Projeto desenvolvido por alunos e professores da UFC é a representação mais precisa já elaborada para equipamentos históricos do Ceará. Digitalização já permite visitas virtuais ao teatro

Acompanhando um modelo que já vem sendo aplicado em diversas partes do mundo, o Theatro José de Alencar, considerado o equipamento histórico mais importante do Ceará, tornou-se o pioneiro do Estado e do País a ter seu patrimônio cultural digitalizado em alta precisão.

Através de técnicas de última geração, o teatro passou por um levantamento tridimensional de toda a sua estrutura, gerando uma moderna documentação que poderá ser usada para futuros projetos de manutenção e restauro, além de permitir que o edifício se torne objeto de visitação virtual.

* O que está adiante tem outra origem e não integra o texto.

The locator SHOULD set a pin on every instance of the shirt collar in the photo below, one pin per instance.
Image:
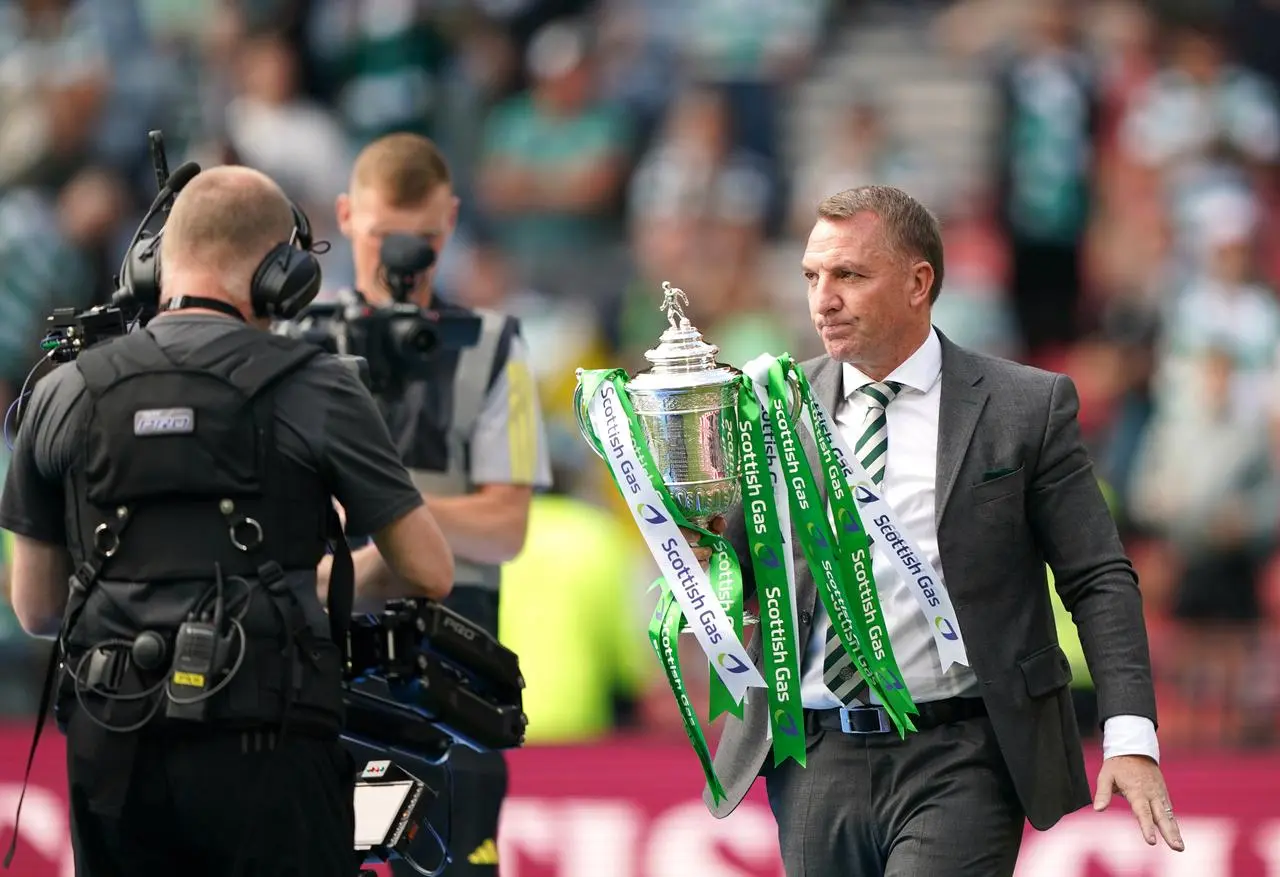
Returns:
(919, 371)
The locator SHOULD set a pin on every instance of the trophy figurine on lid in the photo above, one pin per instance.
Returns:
(686, 406)
(690, 439)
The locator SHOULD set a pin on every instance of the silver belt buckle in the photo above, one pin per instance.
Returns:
(881, 715)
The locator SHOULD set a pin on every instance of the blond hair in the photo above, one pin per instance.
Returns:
(910, 231)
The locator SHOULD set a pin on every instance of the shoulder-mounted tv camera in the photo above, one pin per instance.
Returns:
(283, 283)
(137, 297)
(423, 677)
(398, 341)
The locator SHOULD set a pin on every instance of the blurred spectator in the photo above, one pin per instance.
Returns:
(577, 627)
(268, 118)
(379, 64)
(1206, 480)
(1050, 119)
(553, 167)
(51, 256)
(859, 150)
(1203, 120)
(54, 77)
(755, 54)
(1224, 307)
(699, 208)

O trabalho foi realizado por uma equipe multidisciplinar de professores e alunos do Curso de Engenharia Civil e do Curso de Ciência da Computação, ambos do Campus da Universidade Federal do Ceará em Russas, além de professores e alunos do Departamento de Arquitetura e Urbanismo e Design, em Fortaleza.

Inserida no escopo do projeto Inovação e Tecnologia para o Patrimônio Cultural do Ceará, vinculado ao programa Cientista-Chefe de Cultura, do Governo do Estado, a ação contou com um investimento, em sua primeira etapa, de R$ 540 mil provenientes da Fundação Cearense de Apoio ao Desenvolvimento Científico e Tecnológico (FUNCAP).

O Theatro José de Alencar, com 3,8 mil metros quadrados de área construída, foi inaugurado em 1910. Em 1964, devido à sua grandiosidade, foi tombado pelo Instituto do Patrimônio Histórico e Artístico Nacional (IPHAN). Desde a inauguração, passou por diversas reformas, realizadas nos anos de 1918, 1938, 1956, 1974 e 1990/91.

A atualização da documentação do teatro foi realizada no projeto em três etapas principais. Inicialmente, foi feita a catalogação dos documentos históricos existentes, como fotos, representações gráficas e registros da história, do projeto e da construção do equipamento.

Modelos 3D do Theatro: a) uma nuvem de pontos 3D do scanner a laser; b) nuvem de pontos 3D da fotogrametria; c) modelo 3D BIM; e d) modelo BIM renderizado em 3D (Imagem: Reprodução)
Modelos 3D do Theatro: a) uma nuvem de pontos 3D do scanner a laser; b) nuvem de pontos 3D da fotogrametria; c) modelo 3D BIM; e d) modelo BIM renderizado em 3D (Imagem: Reprodução)
Modelos 3D do Theatro: a) uma nuvem de pontos 3D do scanner a laser; b) nuvem de pontos 3D da fotogrametria; c) modelo 3D BIM; e d) modelo BIM renderizado em 3D (Imagem: Reprodução)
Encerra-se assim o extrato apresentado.